Lo que una sociedad se pide a sí misma tiene que ver con lo que ésta acepta conceder de buena gana, ya sea llegar al lugar más aislado del archipiélago para encontrar cómo en el bar más concurrido se te pide amablemente que desconectes el teléfono móvil mientras estás allí, o vivir sabiendo que, fuera de ese o cualquier otro bar, a esas horas no encontrarás dónde adquirir alcohol. En toda Suecia éste solo puede ser adquirido en establecimientos de propiedad pública. Eso significa que, desde el sábado al mediodía al lunes, es imposible de encontrar salvo que vivas en Malmö, al sur, y tomes el tren que te deja en Copenhague en pocos minutos. Escribe Concha Boo en El País 16.3 cómo un sistema que obliga a sondear el nivel de alcoholemia del conductor es testado en Suecia, previo a ser obligatorio en todos los vehículos particulares, como ya lo es en el transporte público y en el de mercancías.

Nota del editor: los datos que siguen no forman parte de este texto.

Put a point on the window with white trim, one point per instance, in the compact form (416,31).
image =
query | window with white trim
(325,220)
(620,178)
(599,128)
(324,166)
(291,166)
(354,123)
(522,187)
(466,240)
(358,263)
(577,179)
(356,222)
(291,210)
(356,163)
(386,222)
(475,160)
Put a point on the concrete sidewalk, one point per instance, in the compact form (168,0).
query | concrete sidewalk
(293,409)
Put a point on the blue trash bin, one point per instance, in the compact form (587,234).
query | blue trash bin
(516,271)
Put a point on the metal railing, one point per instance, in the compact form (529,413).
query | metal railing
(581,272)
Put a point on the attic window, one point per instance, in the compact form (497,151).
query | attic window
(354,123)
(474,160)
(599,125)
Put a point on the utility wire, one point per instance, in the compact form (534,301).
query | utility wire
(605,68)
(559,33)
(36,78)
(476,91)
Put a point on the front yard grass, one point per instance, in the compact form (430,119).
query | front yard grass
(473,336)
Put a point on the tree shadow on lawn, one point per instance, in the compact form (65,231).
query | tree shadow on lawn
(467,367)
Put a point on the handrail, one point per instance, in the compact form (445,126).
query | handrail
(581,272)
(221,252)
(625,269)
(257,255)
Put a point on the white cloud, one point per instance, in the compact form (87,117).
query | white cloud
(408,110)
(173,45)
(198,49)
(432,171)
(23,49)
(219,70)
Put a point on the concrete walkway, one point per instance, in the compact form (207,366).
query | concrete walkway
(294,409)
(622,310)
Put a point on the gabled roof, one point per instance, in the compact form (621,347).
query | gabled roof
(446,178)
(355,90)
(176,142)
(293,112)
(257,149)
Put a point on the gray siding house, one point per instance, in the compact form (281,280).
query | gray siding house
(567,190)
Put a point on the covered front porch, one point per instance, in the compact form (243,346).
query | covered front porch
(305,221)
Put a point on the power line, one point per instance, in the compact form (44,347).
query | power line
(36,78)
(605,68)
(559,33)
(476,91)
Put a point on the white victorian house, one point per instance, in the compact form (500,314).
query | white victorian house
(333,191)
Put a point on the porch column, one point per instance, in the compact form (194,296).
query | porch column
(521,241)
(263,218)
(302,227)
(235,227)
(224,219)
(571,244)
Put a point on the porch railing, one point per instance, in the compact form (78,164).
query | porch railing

Cómo en el país con menor mortalidad del mundo –y un umbral legal de alcoholemia mucho menos permisivo que en españa- nadie se sube en el coche de quien sabe que ha bebido.
A la pregunta estupefacta de cómo es posible que ninguno de los partidos políticos que no gobiernan jamás ofrezca anular esa norma, la no menos asombrosa respuesta: es un asunto de estado, quiere decirse de principios más allá de cualquier beneficio ligado a la voluntad popular, si fuera consultada. La discreción personal parece moldeada en ese espejo: en el trabajo pueden pasar años hasta que alguien se considere con derecho a hablar de algo personal. La equidad social aporta un matiz a esa cortina deseable: la jerarquía profesional tiene aquí frecuentemente un diseño horizontal, la discreción predomina en una forma de elegancia social que hace que quien trata de destacar sin ella sea rechazado. Gestionar algo de lo que no puedes hablar fácilmente es especialmente duro en los meses fríos y oscuros, cuando, sin vínculos familiares activos y cercanos, callar es excavar un hoyo. Quizá no por nada las horas semanales de secano emocional son las mismas en que poder adquirir alcohol. 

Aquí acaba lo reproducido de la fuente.